We continued to both work and play together, sharing love of music, fashion, film and technology. Both having grown up in the sunny world of the 1960s. The arrival of the World Wide Web changed everything or at least seemed to make ’everything’ he had been excited about possible. Bob dived in and explored the new media and came to be an early describer through his books about what this new media world might be like.

I brought my first  computer a Z88 Sinclair notebook, but immediately knew I’d have to get an Apple, which turned out to be an Apple Performa computer complete with 16MB of RAM. My life was transformed, not for the first or last time, but certainly importantly. I’ve never had any other ‘computer’ for work or home.  I’ve renewed them when new technology insisted and my bank balance allowed. From laptops to iMacs, the iPod touch, iPods and my current MacMinis (my second already) with several screens and speakers  to facilitate the music, films, photography and other work which is my mix of new media. They always packaged all their products with wit and panache, which I’ve always loved. Unpacking this box made me think I should blip it. Even the images of the AirPods on the front are actually embossed. I expect any one who has bought an apple product will know what I mean.

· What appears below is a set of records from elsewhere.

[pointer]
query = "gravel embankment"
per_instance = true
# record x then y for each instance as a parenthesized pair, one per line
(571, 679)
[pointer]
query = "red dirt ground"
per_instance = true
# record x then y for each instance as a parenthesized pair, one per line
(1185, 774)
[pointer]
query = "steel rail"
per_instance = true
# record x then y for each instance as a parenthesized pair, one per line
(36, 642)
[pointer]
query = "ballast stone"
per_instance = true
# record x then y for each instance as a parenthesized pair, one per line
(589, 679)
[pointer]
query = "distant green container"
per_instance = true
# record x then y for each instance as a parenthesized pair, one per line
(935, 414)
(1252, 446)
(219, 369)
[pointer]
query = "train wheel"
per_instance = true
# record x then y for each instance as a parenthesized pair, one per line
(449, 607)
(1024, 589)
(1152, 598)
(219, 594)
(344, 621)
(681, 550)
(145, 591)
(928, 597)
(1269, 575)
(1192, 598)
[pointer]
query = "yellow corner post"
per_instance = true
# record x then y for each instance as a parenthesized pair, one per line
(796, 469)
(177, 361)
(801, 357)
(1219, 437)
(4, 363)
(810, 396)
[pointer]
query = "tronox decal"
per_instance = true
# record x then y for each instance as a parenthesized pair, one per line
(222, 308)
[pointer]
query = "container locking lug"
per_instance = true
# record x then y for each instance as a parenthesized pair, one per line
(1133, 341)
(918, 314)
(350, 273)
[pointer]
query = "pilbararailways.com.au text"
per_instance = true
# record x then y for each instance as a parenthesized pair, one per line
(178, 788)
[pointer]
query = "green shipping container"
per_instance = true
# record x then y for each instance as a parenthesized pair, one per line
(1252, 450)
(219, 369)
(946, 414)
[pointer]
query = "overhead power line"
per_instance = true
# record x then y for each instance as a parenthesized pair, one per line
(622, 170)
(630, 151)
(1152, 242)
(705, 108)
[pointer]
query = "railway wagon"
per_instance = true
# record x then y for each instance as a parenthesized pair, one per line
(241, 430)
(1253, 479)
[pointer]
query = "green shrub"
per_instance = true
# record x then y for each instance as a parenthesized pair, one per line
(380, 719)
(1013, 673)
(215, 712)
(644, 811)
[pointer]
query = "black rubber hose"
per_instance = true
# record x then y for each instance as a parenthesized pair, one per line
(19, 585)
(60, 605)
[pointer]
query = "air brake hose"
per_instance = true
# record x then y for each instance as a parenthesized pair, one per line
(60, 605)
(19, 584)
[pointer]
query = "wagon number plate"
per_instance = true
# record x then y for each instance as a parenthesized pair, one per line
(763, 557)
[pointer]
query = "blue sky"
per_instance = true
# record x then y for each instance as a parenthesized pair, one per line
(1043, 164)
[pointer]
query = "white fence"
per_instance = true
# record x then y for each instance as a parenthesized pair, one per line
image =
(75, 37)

But I never forget how much I owe Bob Cotton, so I am offering a chance for you to explore his work which he has spread around the media that have so inspired him. He will be pleased that I have just bought these Apple AirPods Pro in a recent sale (Apple products have always been too expensive) and am loving them. As I’ve been writing I’ve been thinking of so much music he and I have shared over the years and am playing them as I type using online music libraries, some of them originating from those heady 60s. 

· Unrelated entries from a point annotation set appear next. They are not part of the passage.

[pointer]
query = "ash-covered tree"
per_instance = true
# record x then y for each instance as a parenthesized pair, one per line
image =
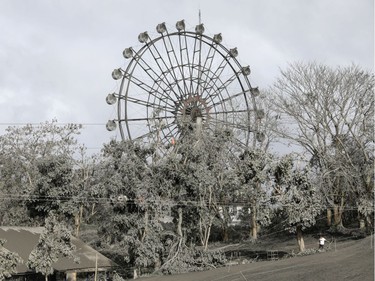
(299, 200)
(22, 149)
(196, 178)
(130, 222)
(329, 112)
(253, 171)
(54, 243)
(8, 262)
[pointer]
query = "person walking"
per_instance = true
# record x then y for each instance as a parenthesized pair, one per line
(322, 240)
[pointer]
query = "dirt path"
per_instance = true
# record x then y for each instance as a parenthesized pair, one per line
(352, 260)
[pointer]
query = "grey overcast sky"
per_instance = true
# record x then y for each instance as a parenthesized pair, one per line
(56, 56)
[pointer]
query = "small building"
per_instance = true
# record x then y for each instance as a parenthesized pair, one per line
(22, 241)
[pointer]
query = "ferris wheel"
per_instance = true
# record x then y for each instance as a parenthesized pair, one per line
(182, 79)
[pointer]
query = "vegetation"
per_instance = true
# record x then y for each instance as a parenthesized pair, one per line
(160, 212)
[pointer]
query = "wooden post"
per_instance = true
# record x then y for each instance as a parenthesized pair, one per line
(96, 267)
(371, 240)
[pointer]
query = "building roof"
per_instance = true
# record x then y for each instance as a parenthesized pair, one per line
(22, 241)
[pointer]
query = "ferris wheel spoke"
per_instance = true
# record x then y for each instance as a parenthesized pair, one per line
(150, 104)
(161, 96)
(148, 118)
(214, 78)
(168, 69)
(230, 98)
(172, 133)
(205, 70)
(237, 140)
(171, 50)
(186, 62)
(234, 111)
(155, 131)
(223, 123)
(158, 79)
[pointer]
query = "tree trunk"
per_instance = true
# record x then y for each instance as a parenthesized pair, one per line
(329, 217)
(254, 225)
(225, 223)
(145, 230)
(78, 220)
(179, 222)
(300, 241)
(208, 233)
(337, 215)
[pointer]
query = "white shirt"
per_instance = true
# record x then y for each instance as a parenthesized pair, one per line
(322, 240)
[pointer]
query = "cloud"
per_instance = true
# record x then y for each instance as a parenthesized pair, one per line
(56, 57)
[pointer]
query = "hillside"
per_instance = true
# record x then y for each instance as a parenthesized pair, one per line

Bob is even responsible for the name of my Blip name, Clean Steve. When he lived in Yarmouth on the Isle Wight where I visited him whenever I could, his next door neighbour was so intrigued to find that the three of us were ‘connected’ by ‘tentacles’ that he wrote this song with that title.

You can explore some of Bob's life and work here – You’ll have to scroll and peruse.

One of his works can be found here – called 'The media stream. A visual stream of modernism to 21st century all and now'.

I hope to go to the Isle of Wight to visit Bob and his wife Mary again, soon. Time passes too quickly, and there is so much to say and do.